My Life As A Social Work Student

-Divya Iyer, I Year B.S.W

We find ourselves at the very end of December, a month that signifies different things to different people. There’s Christmas and Hanukkah and probably other festivals that I don’t know much about. Regardless of one’s faith and way of celebrating, however, December marks the end of a year and hints at the beginning of a new one. It’s definitely a relevant month for everyone, regardless of personal priorities.
This article has many intentions, but my core reason for writing it is to give people a glimpse into what it really means to be a social work student, what we study, what we learn, what we experience, and why I find all this so satisfying. Another reason for my writing this article is purely self-indulgent and reflective. I want to examine how deeply these experiences and the exposure I have gotten have helped me develop as a person, and maybe to a large extent, even shaped my whole perception of 2017.
Social work, as a field, is very dynamic. What it requires from us, in the real world, is subject to change based on the circumstances. Given this, our course aims to give us adequate exposure to handle things. Our theoretical classes either have to do with social work as a profession and what we can do within it, or heavily borrows off key points from other disciplines which we can use on the field. Our field work sessions, which take place once a week, focus more on the practical aspect of social work and help us develop skills that we can use on the field.
This semester, we were fortunate enough to be able to attend various programmes such as a seminar for World Aids Day (December 1st ), UNICEF’s release of their official report in Chennai and a speech by Australian Paralympics gold medallist Curtis McGrath, amongst other events, for World Disability Day (30th November). As a social work student, I’ve gotten to see the success of these events as an outsider would, while at the same time recognizing and understanding the effort from our department that goes into co-ordination and making such events possible.
The event that took place on World Aids Day was intended for the NSS and YRC volunteers, but as it was relevant to what we were doing at college, our class was fortunate enough to be a part of it.
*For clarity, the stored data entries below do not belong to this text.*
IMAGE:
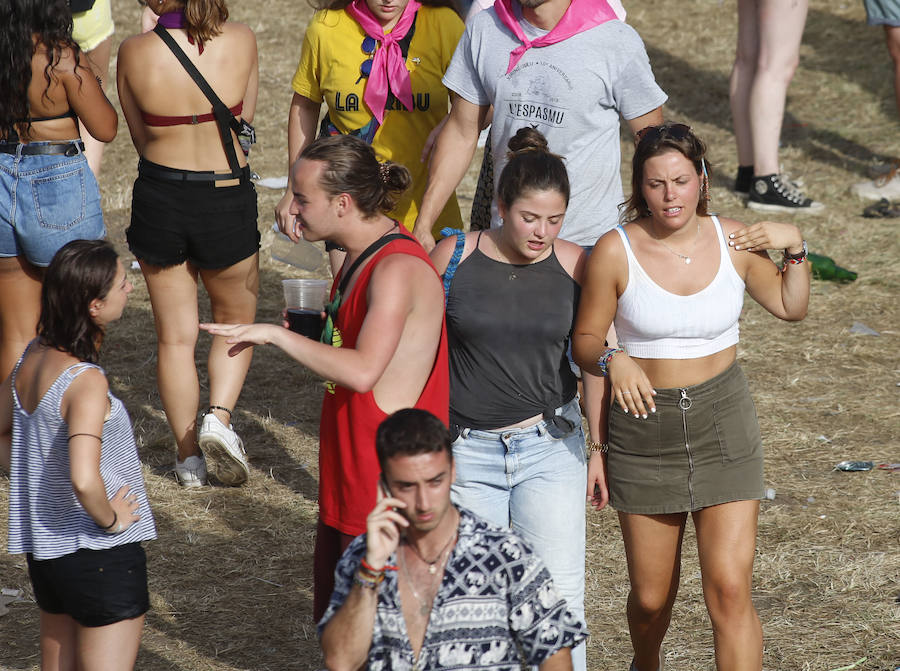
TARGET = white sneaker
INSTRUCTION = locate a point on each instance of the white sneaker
(885, 186)
(191, 472)
(225, 449)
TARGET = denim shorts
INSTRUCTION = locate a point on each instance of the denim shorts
(94, 587)
(46, 201)
(700, 448)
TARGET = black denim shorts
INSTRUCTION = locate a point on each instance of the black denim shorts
(173, 222)
(700, 448)
(94, 587)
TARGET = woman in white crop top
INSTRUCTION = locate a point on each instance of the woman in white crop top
(684, 436)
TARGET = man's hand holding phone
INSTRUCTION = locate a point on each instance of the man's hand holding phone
(384, 526)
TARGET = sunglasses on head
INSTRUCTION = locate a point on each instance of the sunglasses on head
(676, 131)
(368, 47)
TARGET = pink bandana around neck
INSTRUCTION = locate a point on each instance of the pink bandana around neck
(388, 64)
(580, 16)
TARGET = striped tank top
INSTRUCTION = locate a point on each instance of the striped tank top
(45, 517)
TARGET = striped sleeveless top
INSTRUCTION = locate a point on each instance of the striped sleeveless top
(45, 517)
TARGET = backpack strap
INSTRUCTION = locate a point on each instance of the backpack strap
(225, 120)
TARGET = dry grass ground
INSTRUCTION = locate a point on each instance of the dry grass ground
(230, 576)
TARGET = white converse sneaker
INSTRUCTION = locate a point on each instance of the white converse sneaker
(225, 449)
(191, 472)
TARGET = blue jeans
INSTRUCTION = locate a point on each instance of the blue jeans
(534, 481)
(45, 202)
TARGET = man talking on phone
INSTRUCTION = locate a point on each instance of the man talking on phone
(432, 586)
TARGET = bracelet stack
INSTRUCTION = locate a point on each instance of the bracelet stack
(603, 361)
(369, 577)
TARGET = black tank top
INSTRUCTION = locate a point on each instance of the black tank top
(508, 329)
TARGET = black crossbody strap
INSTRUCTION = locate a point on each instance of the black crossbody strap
(225, 120)
(371, 249)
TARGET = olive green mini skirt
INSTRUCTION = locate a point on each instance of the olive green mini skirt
(700, 448)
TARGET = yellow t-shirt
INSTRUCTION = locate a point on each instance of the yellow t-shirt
(329, 70)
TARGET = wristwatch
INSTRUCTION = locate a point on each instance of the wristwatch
(797, 258)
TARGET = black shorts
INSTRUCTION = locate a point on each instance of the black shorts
(93, 587)
(173, 221)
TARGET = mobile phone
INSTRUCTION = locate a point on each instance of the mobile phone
(382, 482)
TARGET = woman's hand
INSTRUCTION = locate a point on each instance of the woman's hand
(124, 505)
(598, 490)
(767, 235)
(241, 336)
(383, 528)
(630, 385)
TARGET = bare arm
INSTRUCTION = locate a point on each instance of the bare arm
(561, 660)
(452, 155)
(84, 407)
(652, 118)
(252, 93)
(347, 637)
(303, 117)
(126, 60)
(391, 296)
(784, 294)
(86, 97)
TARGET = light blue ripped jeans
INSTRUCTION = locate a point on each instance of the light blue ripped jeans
(532, 480)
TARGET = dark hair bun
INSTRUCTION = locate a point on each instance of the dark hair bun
(527, 139)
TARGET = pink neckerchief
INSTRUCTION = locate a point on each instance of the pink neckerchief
(388, 64)
(580, 16)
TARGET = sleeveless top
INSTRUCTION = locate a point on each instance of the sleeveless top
(348, 466)
(508, 342)
(652, 323)
(45, 516)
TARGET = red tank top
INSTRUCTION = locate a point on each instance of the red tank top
(348, 466)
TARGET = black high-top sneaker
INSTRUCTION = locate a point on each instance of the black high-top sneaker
(774, 193)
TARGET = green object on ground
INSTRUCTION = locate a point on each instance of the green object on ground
(824, 268)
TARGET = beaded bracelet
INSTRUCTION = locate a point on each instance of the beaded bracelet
(603, 361)
(364, 581)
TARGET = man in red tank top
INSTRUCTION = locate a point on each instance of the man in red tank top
(385, 340)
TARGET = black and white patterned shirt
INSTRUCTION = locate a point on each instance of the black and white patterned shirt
(496, 597)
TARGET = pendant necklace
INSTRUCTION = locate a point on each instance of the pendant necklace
(684, 257)
(424, 605)
(432, 565)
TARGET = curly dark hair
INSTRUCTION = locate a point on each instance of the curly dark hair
(80, 271)
(531, 166)
(51, 21)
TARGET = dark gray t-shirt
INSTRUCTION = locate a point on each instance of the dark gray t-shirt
(573, 92)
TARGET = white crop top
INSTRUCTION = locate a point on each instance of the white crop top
(652, 323)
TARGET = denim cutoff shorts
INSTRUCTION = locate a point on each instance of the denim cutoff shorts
(700, 448)
(46, 201)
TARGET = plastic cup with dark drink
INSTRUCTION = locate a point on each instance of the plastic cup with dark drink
(305, 300)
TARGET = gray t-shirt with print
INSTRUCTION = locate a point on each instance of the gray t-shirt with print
(573, 92)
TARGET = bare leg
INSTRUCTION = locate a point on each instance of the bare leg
(742, 76)
(653, 551)
(726, 544)
(173, 295)
(110, 648)
(780, 31)
(892, 34)
(99, 58)
(57, 642)
(232, 294)
(20, 308)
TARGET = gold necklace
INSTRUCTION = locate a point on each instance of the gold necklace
(424, 604)
(684, 257)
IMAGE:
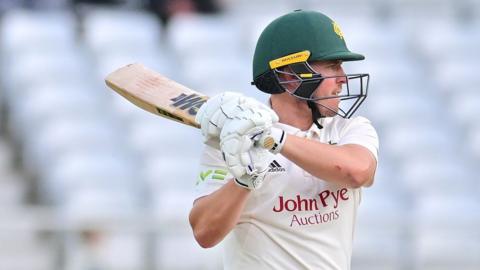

We had speakers who spoke about HIV/AIDS without any shame or embarrassment, and the whole atmosphere was a positive one; free of stigma. They were able to spread awareness to us in a way that made us empathize, and made us understand more about the issue, and about what it would be like to live with HIV.
UNICEF’s official release of their annual report for Chennai happened in our college, and we were privileged enough to be there for it. The topic of this year was “Children in a Digital World,” and it concerned itself with how the internet was something that had immense potential to either harm or help children, and looked at how children can be protected from predators online, or what steps should be taken to ensure their safety.
Our department club, Unnathi, conducted various interyear intradepartmental activities to do with social issues. Some events that took place were a newspaper collage competition, face painting competition, photography competition, recycling competition and a creative writing competition. These events mostly had themes pertaining to gender, and they gave us opportunities to participate in enjoyable and interesting small-scale activities that are relevant to the world today, as it is.
Besides all of these co-ordinated and scheduled events, there are multiple things that happen as a part of the course, as naturally as breathing. I remember I was walking through the OAT during break once when I saw a group of second year social work students hanging posters on human rights, to celebrate and draw attention to how 10th December is Human Rights Day.
“Why right now, though?” I’d asked, feeling somewhat out of the loop.
They’d seemed perplexed by the redundancy of my question. “Why not?”
Being a part of this department is a very enlightening experience. Seeing people come together and discuss social change with every intent of actually making these changes happen is very inspiring. It reminds me that no matter how many things go wrong, there are also good initiatives and good people who are making things right. It gives me hope for the future, and faith in myself and all of us. There is so much more I would like to say, but I have no words. It’s such a good feeling, to belong here.